That last remark isn't quite on message. U.S. President George W. Bush still publicly insists that six-party talks involving the U.S., China, Japan, Russia, South Korea and North Korea, remain the most viable way to rein in Kim. "It's better to have more than one voice sending the same message," he said last week. But evidence is mounting that the talks may be stalemated, perhaps permanently, leaving the U.S. and its negotiating partners to ponder riskier alternatives. After meeting with Chinese officials, Hill told the press, "The future of the talks is very much uncertain," and there are signs that Beijing is losing heart, too. Diplomats in Beijing say China's President Hu Jintao has postponed a visit to Pyongyang planned for this month because Kim has refused to return to the talks. "Hu won't go unless the trip is guaranteed to be a success," says a Chinese advisor to the Foreign Ministry.

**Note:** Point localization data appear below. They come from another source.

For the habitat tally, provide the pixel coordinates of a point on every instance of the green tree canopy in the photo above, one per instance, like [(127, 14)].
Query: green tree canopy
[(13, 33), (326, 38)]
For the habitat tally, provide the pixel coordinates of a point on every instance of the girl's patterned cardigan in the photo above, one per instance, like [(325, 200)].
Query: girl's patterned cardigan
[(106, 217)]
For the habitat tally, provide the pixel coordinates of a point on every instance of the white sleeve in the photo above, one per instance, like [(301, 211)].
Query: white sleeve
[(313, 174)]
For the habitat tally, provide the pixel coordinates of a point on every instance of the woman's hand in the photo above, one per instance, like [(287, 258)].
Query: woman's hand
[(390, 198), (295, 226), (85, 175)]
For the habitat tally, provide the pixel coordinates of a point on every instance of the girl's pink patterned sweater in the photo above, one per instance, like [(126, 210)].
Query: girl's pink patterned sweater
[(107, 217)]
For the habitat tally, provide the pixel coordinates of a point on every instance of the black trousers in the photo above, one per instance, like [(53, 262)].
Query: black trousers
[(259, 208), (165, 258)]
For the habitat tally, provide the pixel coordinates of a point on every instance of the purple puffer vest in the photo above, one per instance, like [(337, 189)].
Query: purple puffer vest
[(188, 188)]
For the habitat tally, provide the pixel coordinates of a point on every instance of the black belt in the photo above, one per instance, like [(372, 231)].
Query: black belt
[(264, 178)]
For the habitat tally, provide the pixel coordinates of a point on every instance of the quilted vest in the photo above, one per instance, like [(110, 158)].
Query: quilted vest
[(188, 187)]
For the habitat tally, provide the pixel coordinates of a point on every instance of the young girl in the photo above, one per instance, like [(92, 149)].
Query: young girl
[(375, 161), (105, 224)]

Meanwhile, the North's ability to wage nuclear war may be growing, thereby increasing the ransom—food and fuel to prop up Kim's ailing economy—that he's expected to demand as the price of nuclear disarmament. North Korea recently shut down its Yongbyon nuclear reactor, raising concerns that it might be harvesting up to 8,000 spent plutonium fuel rods that could be used to build as many as six atomic bombs. Equally troubling, the director of the U.S. Defense Intelligence Agency, Vice Admiral Lowell Jacoby, testified in Congress last week that the North may now be capable of putting nuclear warheads atop missiles that can reach Japan and perhaps even America's West Coast. Bush commented: "We don't know if he can or not, but I think it's best when dealing with a tyrant like Kim Jong Il to assume that he can."
With dialogue stalled and Kim's military threat looming larger than ever, the U.S. is increasingly debating its other options. Secretary of State Condoleezza Rice raised the possibility of pushing the U.N. Security Council to exert pressure on Kim. Through the 2003 Proliferation Security Initiative, an international accord to curtail trafficking in weapons of mass destruction, the U.S. could possibly step up efforts to intercept North Korean shipments of contraband. But China, the only country with genuine influence over Kim, remains opposed to disruptions in North Korea's aid and legal trade—and with a seat on the U.N. Security Council, it can block any U.S. attempt to gain international backing for economic sanctions. Beijing fears that if North Korea plunges into political and economic chaos, a flood of refugees might stream across the border into China.
Raising the stakes, Washington reportedly believes that the North, which in February declared that it was a nuclear power, may be preparing to prove it by testing a nuclear device. Seoul says it has no evidence for this, and there are suspicions that the U.S. could be stoking such fears merely to justify a tougher policy toward North Korea. If Pyongyang were to test a nuclear weapon, it might in fact play perfectly into Washington's hands, convincing the international community to get serious about imposing painful sanctions. "If North Korea takes such reckless actions as conducting a nuclear test, it will further deepen its isolation and take itself on a road where its future will not be guaranteed," warned South Korean Foreign Minister Ban Ki Moon.
Kim's game of diplomatic poker is, of course, profoundly unpredictable. But it's likely that he'll resist the temptation to turn over his hole card by revealing conclusively that he does indeed possess weapons of mass destruction. The more probable outcome is that, through the six-party talks or some other vehicle, the frustrating diplomatic game will continue. "At some point, we are going to have to assess where we are and look for other measures" beyond the six-party talks, says Hill. "I am not prepared to say precisely when that will be."